My young children have provoked in me, the desire to feel the weight of the now, to physically ingest the moment we exist in, at any given time, and feel a bodily connection to other humans and to the physical world. Becoming a mother has increased my growing skepticism about the way we communicate and reduced my faith in my own understanding of the way life should be lived. It has brought into focus the waste and disillusionment brought on by living in a society that values money over human life and the health of our planet, causing me to think deeply about the handed down ideology of my own ancestors.
My parents' and grandparents' lives have always existed under a shroud of mystery. Themes of partial truths, mental illness, homophobia and closeted queerness, exist in a tangle of late-night stories, old photographs and differing accounts of the same events. Through my work, I mine these stories to posthumously connect with the truth of who these people were. As the buttoned-up narrative I was fed as a child unravels, I reflect on what it means to know someone and to be known, even as I know that the truth with always evade me.

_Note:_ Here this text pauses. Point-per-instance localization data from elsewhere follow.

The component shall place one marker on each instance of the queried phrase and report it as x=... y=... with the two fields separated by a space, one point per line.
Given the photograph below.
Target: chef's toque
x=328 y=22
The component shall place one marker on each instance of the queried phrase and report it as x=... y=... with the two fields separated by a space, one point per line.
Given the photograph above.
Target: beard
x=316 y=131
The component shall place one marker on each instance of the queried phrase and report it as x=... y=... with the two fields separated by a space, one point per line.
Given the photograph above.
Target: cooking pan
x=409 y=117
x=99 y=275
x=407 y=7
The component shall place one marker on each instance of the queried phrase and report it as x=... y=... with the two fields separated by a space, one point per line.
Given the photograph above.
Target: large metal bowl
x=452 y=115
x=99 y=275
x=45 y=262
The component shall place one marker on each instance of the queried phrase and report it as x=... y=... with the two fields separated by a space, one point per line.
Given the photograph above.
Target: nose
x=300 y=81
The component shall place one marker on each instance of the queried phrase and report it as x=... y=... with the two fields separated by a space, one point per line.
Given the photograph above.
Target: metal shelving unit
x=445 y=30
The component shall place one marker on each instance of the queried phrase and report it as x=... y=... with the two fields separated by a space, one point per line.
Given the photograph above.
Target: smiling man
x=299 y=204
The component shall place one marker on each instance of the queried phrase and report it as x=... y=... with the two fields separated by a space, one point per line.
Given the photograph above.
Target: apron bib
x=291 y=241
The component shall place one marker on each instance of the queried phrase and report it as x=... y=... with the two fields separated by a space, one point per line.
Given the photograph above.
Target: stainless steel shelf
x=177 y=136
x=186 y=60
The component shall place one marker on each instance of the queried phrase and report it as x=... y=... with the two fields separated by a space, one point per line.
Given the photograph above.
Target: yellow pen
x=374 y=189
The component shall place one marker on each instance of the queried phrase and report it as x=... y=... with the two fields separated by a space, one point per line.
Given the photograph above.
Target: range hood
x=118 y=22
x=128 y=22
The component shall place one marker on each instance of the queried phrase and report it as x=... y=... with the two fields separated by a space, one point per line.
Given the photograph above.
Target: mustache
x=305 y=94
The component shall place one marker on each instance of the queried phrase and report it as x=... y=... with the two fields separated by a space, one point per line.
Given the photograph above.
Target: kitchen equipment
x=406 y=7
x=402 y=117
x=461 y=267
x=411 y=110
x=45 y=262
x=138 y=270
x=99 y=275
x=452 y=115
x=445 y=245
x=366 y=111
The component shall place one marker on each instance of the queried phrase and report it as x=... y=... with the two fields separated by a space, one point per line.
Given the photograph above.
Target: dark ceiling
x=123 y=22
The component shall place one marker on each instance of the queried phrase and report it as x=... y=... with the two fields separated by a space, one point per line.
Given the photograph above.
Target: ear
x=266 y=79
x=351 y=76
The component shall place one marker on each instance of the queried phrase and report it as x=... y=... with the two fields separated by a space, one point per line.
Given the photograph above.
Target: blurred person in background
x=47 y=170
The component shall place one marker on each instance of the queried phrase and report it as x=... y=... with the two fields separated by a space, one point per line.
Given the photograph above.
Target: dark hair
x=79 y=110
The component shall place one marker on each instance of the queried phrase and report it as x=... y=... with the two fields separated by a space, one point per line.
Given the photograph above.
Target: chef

Through my work, I explore new ways of communicating and connecting with my ancestors, my children and the natural world. Feeling that traditional ways of communicating are mired in the optimistic attachments of our white supremacist, patriarchal, money-driven society, I wish to invent my own way of gleaning knowledge and intimacy through haptic feedback. At times absurd, and desperate, I lean into a metaphysical way of communicating, channeling knowledge through use of the body. I imagine that pressing one’s breast into a tomato might bring to light a lost family recipe, that allowing one’s exhausted arm to be propped up by broken branches might help channel maternal energy from the surrounding trees, that regendering my chest with my son’s hair clippings will give me insight into what it is to be an eight-year-old boy.

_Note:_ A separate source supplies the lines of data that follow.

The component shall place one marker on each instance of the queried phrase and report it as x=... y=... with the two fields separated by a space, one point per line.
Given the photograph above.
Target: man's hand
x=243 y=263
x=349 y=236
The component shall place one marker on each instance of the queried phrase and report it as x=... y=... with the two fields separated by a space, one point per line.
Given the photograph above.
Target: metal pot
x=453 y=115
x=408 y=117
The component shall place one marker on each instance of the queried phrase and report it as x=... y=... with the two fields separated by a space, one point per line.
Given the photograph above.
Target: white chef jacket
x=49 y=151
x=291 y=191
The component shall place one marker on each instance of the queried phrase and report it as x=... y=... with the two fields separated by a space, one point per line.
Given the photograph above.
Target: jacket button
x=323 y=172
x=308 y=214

As I watch my children construct their own versions of history on armatures built of their personal experiences, I seek to understand and dismantle my own armature, and to break from a posture of motherhood handed down to me. Through my photographs, I reflect on the contradictions of domestic life freed from conventional narratives. I hold space for myself and my children so that we might imagine alternatives, and form more meaningful connections with each other and the outside world.